Data management in dexter

Jesse Koops

2018-08-20

Dexter is intended as a fairly comprehensive system for managing and analyzing data from administrations of educational and psychological tests. The more advanced psychometric routines are buttressed by a solid data base management system and various functions allowing users to examine items and tests, detect and correct possible issues.

The data base that works under the hood is created automatically as data is imported into dexter. It remains virtually invisible to the users unless they are interested in it, in which case they can access it via dbplyr, RSQlite, or directly in various SQL tools. Generally, dexter scales well with respect to both the size of the problem and the degree of complexity and flexibility desired.

We begin with a brief review of how to start a dexter project and add data.

library(dplyr)
library(dexter)

db = start_new_project(verbAggrRules, "verbAggression.db", 
                       covariates = list(gender="<unknown>"))

The new project is actually a SQLite data base, which is created, initialized, and saved to the file, “verbAggression.db”. In this example, we add Gender as a person covariate with a default value of "<unknown>".

The data set, verbAggrData, contains only one booklet, which we add to the project with:

add_booklet(db, x=verbAggrData, booklet_id="agg")
## no column `person_id` provided, automatically generating unique person id's
## $items
##  [1] "S1DoCurse"   "S1DoScold"   "S1DoShout"   "S1WantCurse" "S1WantScold"
##  [6] "S1WantShout" "S2DoCurse"   "S2DoScold"   "S2DoShout"   "S2WantCurse"
## [11] "S2WantScold" "S2WantShout" "S3DoCurse"   "S3DoScold"   "S3DoShout"  
## [16] "S3WantCurse" "S3WantScold" "S3WantShout" "S4DoCurse"   "S4DoScold"  
## [21] "S4DoShout"   "S4WantCurse" "S4WantScold" "S4WantShout"
## 
## $person_properties
## [1] "gender"
## 
## $columns_ignored
## [1] "anger"

Had we not declared gender as a person covariate, the column would have been ignored, as it is not among the test items declared in rules.
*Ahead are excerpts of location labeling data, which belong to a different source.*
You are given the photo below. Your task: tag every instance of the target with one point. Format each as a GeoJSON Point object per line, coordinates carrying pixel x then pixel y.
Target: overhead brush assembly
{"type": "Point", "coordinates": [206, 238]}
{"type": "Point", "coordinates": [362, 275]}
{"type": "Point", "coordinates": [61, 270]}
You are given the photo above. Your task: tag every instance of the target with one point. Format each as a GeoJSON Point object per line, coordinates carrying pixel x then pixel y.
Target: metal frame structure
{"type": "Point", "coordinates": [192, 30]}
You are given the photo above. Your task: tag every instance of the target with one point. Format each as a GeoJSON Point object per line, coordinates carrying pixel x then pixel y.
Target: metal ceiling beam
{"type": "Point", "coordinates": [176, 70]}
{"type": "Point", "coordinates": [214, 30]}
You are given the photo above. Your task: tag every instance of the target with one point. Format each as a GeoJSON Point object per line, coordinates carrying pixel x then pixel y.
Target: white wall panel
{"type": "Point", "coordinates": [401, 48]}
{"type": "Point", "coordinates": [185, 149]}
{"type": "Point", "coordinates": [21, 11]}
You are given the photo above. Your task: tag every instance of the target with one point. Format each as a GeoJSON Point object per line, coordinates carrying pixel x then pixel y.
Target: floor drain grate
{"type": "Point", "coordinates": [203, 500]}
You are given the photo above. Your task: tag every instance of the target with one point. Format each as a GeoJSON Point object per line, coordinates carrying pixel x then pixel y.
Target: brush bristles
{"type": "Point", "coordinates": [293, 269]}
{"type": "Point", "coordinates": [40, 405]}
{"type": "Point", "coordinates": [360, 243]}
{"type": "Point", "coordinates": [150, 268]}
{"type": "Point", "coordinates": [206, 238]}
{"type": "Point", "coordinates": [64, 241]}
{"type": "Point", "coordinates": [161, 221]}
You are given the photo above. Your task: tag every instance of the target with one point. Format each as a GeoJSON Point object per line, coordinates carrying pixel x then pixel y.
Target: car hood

Dexter will work happily with data that does not include any person identification, in which case it will automatically create a person_id variable. However, there is an advantage to have your own person_id column in the data frames you enter. Dexter will treat this column as a key, which prevents you from accidentally entering the same data again by running add_booklet(db, verbAggrData, "agg") a second time.

We can also add item properties. This data set comes from an experimental design with three factors, which can be added to the data base with:

add_item_properties(db, verbAggrProperties)
## 4 item properties for 24 items added or updated

A note about names

Due to the fact that we use an SQL database as a backend, the names of all item properties and person covariates must be valid SQL column names. This means that the name has to start with a letter and may contain only letters, numbers and underscores. Specifically, the dot {.} that is often used in variable names in R, cannot be used in a column name. Names that are not valid SQL column names will be silently converted. All names will also be converted to lowercase.

Of course this only applies to column names, values have no such restrictions.

Working without a database

Many functions in dexter accept an argument dataSrc. A dataSrc can be either a dexter project database or a data.frame or a tibble, in long format, containing at least the columns person_id, item_id, item_score and, for a limited number of functions, response. See the help files for details.

Tidy data

All data in dexter is stored and treated as normalized data, which is often called tidy data in the R world. As a result dexter ties in nicely with the Tidyverse packages and it is easy to extract tidy data from dexter and use it in ggplot or for your own summaries and statistics. As an example we look at the distribution of responses for the items in the verbal aggression dataset.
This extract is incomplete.